Compression on the server gives you ability to do some server side filtering (which however would not be overly fast as each row will need to be decompressed) it also makes data easier to work with with console MySQL tools.
Some people get best of both worlds by taking COMPRESS/UNCOMPRESS functions from the MySQL code and having them work on the application side as well which gives you best of both approaches.
One thing you should aware with compression - result of COMPRESS function is always binary, which means even if you’re compressing data from TEXT column you should pick BLOB type for compressed data storage.
Before going ahead with compression I usually run some checks to see how much compression will benefit you.
SELECT AVG(LENGTH(body)) FROM data vs SELECT AVG(LENGTH(COMPRESS(body))) FROM data gives good data point.

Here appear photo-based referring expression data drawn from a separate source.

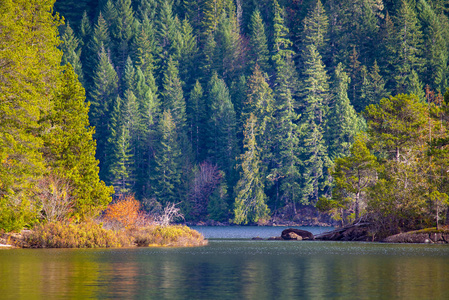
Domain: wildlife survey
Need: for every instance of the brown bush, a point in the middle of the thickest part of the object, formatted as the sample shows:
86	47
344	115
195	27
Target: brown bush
124	211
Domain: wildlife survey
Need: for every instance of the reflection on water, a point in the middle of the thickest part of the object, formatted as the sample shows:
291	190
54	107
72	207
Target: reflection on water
230	269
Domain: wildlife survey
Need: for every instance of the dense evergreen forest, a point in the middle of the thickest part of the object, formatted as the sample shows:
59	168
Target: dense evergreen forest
242	110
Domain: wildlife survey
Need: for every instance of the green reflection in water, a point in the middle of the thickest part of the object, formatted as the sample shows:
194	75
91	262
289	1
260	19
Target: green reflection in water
230	270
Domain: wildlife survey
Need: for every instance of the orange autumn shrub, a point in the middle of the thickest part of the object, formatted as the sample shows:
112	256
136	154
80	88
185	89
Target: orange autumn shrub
124	211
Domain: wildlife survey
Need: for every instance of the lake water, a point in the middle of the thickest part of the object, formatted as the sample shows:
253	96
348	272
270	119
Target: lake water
230	267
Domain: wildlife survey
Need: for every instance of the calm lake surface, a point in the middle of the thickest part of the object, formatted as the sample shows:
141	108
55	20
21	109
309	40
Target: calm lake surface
230	267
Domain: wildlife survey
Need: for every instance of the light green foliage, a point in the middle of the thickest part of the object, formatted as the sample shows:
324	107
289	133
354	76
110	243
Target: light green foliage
395	123
29	69
70	149
71	51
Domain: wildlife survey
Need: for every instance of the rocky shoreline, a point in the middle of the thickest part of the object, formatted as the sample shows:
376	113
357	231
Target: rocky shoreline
361	233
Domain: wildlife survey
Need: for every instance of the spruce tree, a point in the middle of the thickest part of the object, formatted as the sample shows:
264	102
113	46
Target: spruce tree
281	41
315	101
258	52
409	47
250	203
100	38
196	121
222	142
70	149
71	50
103	93
343	123
285	175
166	177
29	61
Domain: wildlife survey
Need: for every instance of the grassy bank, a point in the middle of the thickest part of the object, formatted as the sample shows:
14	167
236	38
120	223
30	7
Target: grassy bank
94	235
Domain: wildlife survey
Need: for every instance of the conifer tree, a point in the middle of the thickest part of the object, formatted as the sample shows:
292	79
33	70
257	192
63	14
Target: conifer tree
100	38
70	150
285	174
173	96
71	50
315	101
258	43
222	142
436	54
29	67
85	29
103	93
343	124
282	43
229	48
212	12
260	103
166	29
144	49
196	120
373	87
250	203
409	47
315	30
167	177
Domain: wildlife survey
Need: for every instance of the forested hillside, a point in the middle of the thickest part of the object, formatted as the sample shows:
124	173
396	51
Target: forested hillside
237	109
48	170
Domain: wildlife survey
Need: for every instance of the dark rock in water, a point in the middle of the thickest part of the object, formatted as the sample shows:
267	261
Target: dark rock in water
295	234
355	232
419	237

However it may not present you with true data size and performance gains, especially for Innodb tables.
With Innodb tables BLOB gets its own page (allocated outside of clustered index) if the whole row does not fit in the page (longer than about 8000 bytes in size). The whole page is allocated even if you’re just a bit short plus BLOB retrieval unless it is in cache will require an extra disk seek. Also remember each BLOB which does not fit in the main row page is given its own page or set of pages potentially requiring a lot of disk seeks for row retrieval and a lot of space wasted.

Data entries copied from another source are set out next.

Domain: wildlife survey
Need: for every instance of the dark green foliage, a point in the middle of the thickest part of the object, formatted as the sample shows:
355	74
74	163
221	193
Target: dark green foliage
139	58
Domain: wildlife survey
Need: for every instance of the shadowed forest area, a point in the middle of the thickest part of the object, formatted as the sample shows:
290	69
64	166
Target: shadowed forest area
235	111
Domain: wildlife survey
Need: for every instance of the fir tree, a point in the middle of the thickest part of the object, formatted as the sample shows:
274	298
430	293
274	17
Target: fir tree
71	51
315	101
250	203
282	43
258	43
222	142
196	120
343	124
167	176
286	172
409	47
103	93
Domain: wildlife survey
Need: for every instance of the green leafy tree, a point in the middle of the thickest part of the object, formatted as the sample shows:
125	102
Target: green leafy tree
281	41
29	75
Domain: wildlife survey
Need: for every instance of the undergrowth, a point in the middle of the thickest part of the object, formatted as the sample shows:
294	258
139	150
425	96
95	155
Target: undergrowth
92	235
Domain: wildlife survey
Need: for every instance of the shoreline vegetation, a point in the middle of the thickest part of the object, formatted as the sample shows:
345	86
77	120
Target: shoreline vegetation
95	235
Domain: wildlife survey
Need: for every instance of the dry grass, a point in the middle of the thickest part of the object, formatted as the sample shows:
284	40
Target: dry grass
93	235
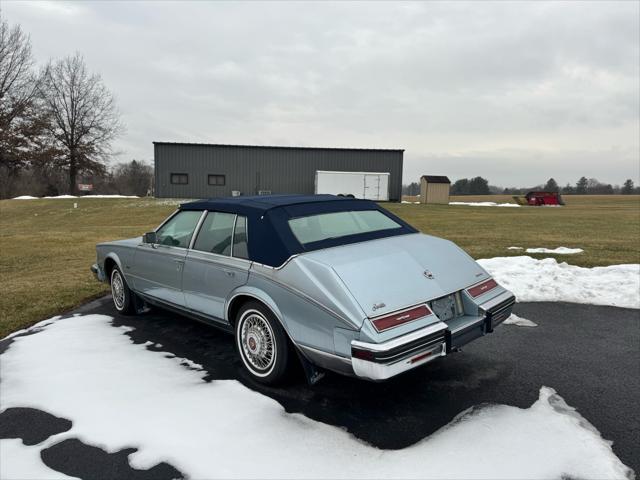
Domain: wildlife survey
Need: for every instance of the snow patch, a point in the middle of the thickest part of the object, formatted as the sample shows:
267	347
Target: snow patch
519	321
485	204
109	196
20	462
557	251
119	394
546	280
29	197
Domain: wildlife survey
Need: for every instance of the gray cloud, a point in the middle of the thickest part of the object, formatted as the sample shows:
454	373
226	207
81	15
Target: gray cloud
513	91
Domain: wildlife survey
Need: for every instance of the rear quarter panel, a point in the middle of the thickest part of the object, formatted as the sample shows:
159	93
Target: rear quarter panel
308	322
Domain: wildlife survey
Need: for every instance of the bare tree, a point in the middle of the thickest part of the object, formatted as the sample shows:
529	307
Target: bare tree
22	122
84	117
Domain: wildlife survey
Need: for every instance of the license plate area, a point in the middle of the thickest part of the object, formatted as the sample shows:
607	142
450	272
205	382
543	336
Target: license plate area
448	307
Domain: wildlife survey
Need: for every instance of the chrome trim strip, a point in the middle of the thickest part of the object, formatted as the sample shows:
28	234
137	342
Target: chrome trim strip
496	300
233	234
399	341
196	231
380	371
400	310
322	353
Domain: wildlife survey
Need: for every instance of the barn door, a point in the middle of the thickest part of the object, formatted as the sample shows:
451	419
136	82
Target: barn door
372	187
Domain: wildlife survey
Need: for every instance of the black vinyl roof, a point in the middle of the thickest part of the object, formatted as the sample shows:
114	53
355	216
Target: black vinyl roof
258	203
271	241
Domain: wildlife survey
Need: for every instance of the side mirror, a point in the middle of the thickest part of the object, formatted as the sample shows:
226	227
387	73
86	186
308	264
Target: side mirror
150	237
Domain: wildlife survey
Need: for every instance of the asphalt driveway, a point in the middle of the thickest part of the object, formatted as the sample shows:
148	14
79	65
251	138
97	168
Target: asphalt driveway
590	355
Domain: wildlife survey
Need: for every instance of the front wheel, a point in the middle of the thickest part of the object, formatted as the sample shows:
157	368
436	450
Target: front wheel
262	343
120	292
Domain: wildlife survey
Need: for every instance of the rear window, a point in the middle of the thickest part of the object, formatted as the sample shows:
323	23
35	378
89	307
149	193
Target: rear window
324	226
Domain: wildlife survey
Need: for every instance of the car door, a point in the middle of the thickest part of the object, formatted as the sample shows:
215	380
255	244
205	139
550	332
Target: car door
216	264
158	266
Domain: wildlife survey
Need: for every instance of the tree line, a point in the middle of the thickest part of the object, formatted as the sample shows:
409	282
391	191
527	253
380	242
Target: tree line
57	125
481	186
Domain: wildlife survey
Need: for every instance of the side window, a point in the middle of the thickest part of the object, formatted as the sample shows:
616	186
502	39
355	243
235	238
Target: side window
240	249
177	232
215	234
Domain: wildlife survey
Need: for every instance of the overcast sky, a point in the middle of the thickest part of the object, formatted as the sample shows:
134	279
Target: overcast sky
515	92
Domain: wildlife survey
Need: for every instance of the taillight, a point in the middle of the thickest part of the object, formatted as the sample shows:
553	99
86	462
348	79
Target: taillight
390	321
481	288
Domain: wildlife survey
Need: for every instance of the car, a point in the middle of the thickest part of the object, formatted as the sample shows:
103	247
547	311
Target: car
335	283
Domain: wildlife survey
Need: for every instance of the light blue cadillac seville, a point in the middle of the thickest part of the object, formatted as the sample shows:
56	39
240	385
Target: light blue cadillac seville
335	283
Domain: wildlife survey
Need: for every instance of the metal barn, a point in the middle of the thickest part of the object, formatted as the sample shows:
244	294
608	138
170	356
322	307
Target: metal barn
195	170
434	189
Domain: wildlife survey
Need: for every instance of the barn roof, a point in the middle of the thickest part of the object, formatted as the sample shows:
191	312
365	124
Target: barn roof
228	145
436	178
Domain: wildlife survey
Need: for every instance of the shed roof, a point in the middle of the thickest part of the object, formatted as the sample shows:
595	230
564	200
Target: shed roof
278	147
436	178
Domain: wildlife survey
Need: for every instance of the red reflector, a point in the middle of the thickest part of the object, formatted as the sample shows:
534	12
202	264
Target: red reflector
482	287
390	321
421	357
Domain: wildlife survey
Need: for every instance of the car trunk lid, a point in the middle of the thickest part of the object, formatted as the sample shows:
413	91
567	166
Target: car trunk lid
389	274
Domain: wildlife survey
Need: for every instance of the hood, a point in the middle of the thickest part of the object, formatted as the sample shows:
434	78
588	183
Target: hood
392	273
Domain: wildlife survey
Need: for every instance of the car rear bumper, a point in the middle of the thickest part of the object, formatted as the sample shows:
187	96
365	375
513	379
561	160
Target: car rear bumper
98	272
380	361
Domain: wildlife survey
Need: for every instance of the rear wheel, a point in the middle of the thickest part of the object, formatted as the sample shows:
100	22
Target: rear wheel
120	292
262	343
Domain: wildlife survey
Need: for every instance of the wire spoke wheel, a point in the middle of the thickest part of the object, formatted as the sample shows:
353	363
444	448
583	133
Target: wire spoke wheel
117	289
257	342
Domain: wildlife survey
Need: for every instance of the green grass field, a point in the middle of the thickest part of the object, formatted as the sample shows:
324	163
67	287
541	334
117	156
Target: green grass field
47	246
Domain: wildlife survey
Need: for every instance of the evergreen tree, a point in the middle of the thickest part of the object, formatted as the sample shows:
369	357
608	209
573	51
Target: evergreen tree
627	188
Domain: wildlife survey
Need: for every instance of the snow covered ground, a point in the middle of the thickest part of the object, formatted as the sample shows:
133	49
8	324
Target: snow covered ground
547	280
485	204
519	321
62	197
557	251
120	394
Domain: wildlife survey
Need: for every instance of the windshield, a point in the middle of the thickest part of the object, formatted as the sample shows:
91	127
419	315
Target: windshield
324	226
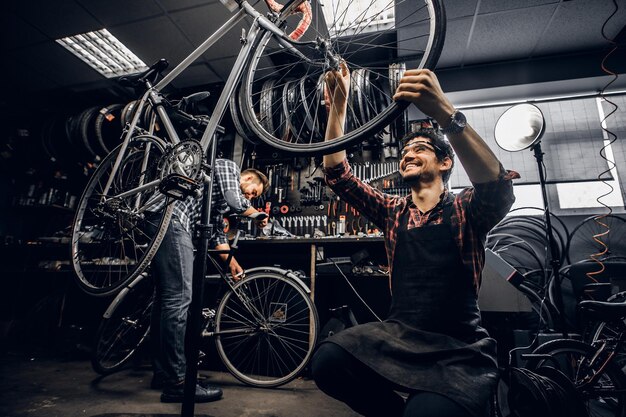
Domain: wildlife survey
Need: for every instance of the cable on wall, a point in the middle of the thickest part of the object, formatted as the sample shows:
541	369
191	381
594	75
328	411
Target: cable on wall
609	139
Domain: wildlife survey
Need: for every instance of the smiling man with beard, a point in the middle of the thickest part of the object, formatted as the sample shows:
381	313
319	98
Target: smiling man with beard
431	346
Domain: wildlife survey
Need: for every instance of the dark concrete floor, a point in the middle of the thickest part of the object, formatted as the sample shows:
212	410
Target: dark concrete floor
41	385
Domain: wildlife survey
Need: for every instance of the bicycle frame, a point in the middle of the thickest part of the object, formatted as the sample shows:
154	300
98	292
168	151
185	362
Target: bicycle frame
152	95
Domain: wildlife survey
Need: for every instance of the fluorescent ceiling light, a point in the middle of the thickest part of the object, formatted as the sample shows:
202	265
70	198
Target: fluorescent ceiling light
104	53
342	16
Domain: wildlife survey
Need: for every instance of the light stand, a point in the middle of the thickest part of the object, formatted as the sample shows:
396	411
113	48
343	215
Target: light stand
521	127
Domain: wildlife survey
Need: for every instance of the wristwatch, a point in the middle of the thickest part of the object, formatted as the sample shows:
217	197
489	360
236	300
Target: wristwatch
457	123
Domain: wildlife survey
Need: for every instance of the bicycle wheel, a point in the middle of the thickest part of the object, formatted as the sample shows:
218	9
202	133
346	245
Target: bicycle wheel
266	329
610	230
610	330
113	239
124	327
603	397
369	39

So compressing BLOB/TEXT you should also think about how many rows you will be able to shrink down so they fit back to the page or at least reduce number of BLOBs on the row which need to be stored externally.
As an example in one case I’ve seen the compression showing row sizes will reduce about 3 times after compression (some XML data) while in practice table size reduced over 5 times and performance gains were even better because much fewer rows required external storage now.
The BLOB/TEXT column compression is not for all workloads. When your database is small enough to mostly fit in the cache it can cause CPU waste if compressing on database size with almost no gains. Small BLOBs is another case when compression may not give any gains and sometimes even increase the data size rather than reducing it. However it works great for many standard Web application needs - storing blog posts, product descriptions, forum posts (if they are generally long enough) and other data sets.